1391625Popular Science Monthly Volume 52 January 1898 — Science and Morals1898Marcellin Pierre Eugène Berthelot

SCIENCE AND MORALS.

By P. M. BERTHELOT.

SCIENCE, held under the ban through the long course of the middle ages, has now conquered its independence, by virtue of the services it has rendered to man. It has fulfilled the promises made in its name by the natural philosophers of the seventeenth and eighteenth centuries, and has transformed since then, as it has indeed been doing from the beginning, the material and moral conditions of the lives of the people. The changes accomplished from the beginning of civilization have had a most effective promoter in science, although its real importance was long hidden or obscured by the mixture of elements borrowed from the imagination. For two centuries and a half only has the scientific method been disengaged from all strange alliance, and been manifest in its purity; its efficiency has been attested in the most various ways by a constantly accelerated industrial and social evolution.

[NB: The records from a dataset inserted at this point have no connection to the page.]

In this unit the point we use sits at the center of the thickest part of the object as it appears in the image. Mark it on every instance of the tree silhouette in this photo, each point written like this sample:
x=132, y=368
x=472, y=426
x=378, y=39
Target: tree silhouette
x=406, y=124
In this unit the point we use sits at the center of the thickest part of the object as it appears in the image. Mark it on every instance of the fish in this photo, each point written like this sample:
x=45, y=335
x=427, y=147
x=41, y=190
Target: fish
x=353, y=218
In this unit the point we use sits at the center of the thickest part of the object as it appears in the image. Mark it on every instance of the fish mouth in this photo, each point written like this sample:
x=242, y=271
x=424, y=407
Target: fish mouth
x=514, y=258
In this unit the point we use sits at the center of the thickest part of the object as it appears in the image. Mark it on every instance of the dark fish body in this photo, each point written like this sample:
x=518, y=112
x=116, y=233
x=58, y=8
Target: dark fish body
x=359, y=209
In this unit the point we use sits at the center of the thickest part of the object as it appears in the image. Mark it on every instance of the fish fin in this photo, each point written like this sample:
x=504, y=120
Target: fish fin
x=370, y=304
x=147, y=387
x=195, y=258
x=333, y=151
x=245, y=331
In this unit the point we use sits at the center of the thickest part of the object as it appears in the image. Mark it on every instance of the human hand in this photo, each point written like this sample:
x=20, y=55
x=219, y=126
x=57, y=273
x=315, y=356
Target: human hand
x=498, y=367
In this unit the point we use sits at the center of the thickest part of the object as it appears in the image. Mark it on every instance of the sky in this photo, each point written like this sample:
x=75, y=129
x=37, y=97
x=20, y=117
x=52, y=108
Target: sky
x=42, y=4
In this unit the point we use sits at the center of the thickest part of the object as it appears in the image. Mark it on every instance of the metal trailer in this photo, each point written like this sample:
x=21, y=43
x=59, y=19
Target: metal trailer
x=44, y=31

There exist, indeed, and always will exist, many deplorable things, much suffering, and much wickedness in the world; but it is to the credit of science that, instead of lulling mortals with the feeling of their powerlessness into the passivity of resignation, it has urged them to react against destiny, and has taught them the sure way by which they can diminish the sum of woe and injustice, and increase their happiness and that of their fellows. It has not accomplished this by means of verbal exhortations or a priori reasoning, but by virtue of processes and words really efficacious, because they are acquired from the study of the conditions of existence and the causes of evils.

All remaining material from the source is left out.